The heavily unionized state took a big step toward encouraging business investment on Tuesday with "right to work" legislation that prohibits union membership as a condition of employment.
While Michigan must still address other problems such as its outdated infrastructure and high taxes, the legislation puts the Wolverine state in the company of 23 other states that have passed "right to work" laws to attract investment.
"We're going to see some major investments in Michigan over the next two to three years," said Neil De Koker, the head of Troy, Michigan-based trade group the Original Equipment Suppliers Association, which represents auto component makers.
Supporters of right-to-work said it tempers industry fears of dealing with the United Auto Workers union and makes Michigan more competitive against neighboring industrial states such as Ohio, which does not have such a law.
"Maybe this is a game-changer for Michigan," said Steve Bernstein, a labor lawyer with Fisher & Phillips. "If we're going to compete with states like Ohio, maybe they're saying, well, this is an ace in the hole for us."
But experts cautioned against expecting a flood of new investments or immediate improvements in the state economy. The two bills passed on Tuesday do not affect existing labor agreements, including the UAW's deals with the big three U.S. automakers that expire in 2015.

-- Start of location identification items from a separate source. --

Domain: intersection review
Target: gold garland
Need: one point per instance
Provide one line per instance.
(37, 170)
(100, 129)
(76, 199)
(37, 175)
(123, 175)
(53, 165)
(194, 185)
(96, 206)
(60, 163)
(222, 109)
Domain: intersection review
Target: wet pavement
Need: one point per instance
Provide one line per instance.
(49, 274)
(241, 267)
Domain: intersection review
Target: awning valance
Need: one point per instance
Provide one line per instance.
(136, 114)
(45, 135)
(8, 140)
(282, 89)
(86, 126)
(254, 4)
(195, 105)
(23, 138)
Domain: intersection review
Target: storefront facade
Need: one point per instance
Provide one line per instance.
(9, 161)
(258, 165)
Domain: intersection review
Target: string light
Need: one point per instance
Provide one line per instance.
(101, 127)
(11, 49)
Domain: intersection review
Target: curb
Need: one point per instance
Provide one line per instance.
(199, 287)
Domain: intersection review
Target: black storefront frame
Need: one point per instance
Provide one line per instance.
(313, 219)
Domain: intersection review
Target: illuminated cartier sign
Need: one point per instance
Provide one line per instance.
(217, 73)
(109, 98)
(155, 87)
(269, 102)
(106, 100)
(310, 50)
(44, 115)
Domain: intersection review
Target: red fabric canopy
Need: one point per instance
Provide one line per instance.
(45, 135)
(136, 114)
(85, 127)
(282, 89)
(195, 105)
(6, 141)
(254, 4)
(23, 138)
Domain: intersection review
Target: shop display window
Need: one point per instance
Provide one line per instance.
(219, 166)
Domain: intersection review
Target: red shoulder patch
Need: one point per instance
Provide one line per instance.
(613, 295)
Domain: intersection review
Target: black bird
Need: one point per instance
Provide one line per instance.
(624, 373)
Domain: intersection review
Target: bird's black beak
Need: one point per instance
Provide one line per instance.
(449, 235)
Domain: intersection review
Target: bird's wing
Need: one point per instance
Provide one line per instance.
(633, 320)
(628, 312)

General Motors Co, Ford Motor Co and Chrysler Group LLC run 13 plants in Michigan, out of a total 30 factories nationwide, according to Morgan Stanley.
The UAW remains a strong force in Michigan, where 17.5 percent of workers are unionized, the fifth-highest level in the country.
"It's still the headquarters of the UAW," said Arthur Schwartz, president of Labor and Economics Associates and a former labor negotiator for GM. "You think the UAW will not try to organize an auto-related business? That's not going happen."
NOT A ONE-ISSUE THING
In 2007, the UAW agreed to a two-tier wage structure and last year agreed to implement more flexible work rules and eliminate the jobs bank program that gave laid-off workers nearly their full salary and benefits.
But those changes have not been enough to change the UAW's reputation. Many auto investors were worried the UAW will push to recover benefits when the current contract expires in 2015, Morgan Stanley analyst Adam Jonas said on Monday.
Investors feared that "all the good work since the crisis could be chipped away over time," Jonas said during a call with investors. "Moving to right-to-work in Michigan would go some distance towards calming those fears."
Companies also look for a talented labor pool - one advantage for Michigan, which has skilled trades people and engineers who are now unemployed or under-employed in the wake of the auto sector's restructuring.
Labor laws are also an important consideration for companies when they search for sites to build factories, but local and state tax rates weigh heavily on decisions.
Eliminating Michigan's tax on industrial personal property (a tax on manufacturing equipment) would go a long way to improving the state's competitiveness, said Rick Baker, the head of the Grand Rapids Chamber of Commerce.
Nearly all of Michigan's neighboring states have eliminated the tax, but now the question is how do communities offset that loss in funding to pay for public services.
"It's not just a one-issue competitive thing," said Bob Clark, a labor relations consultant in Brighton, Mich., and Ford's former labor economist.
Ford pays 80 percent of its North American property taxes in Michigan, even though only half its property is in the state. This spring, Ford Chairman Bill Ford has called for the repeal of the tax.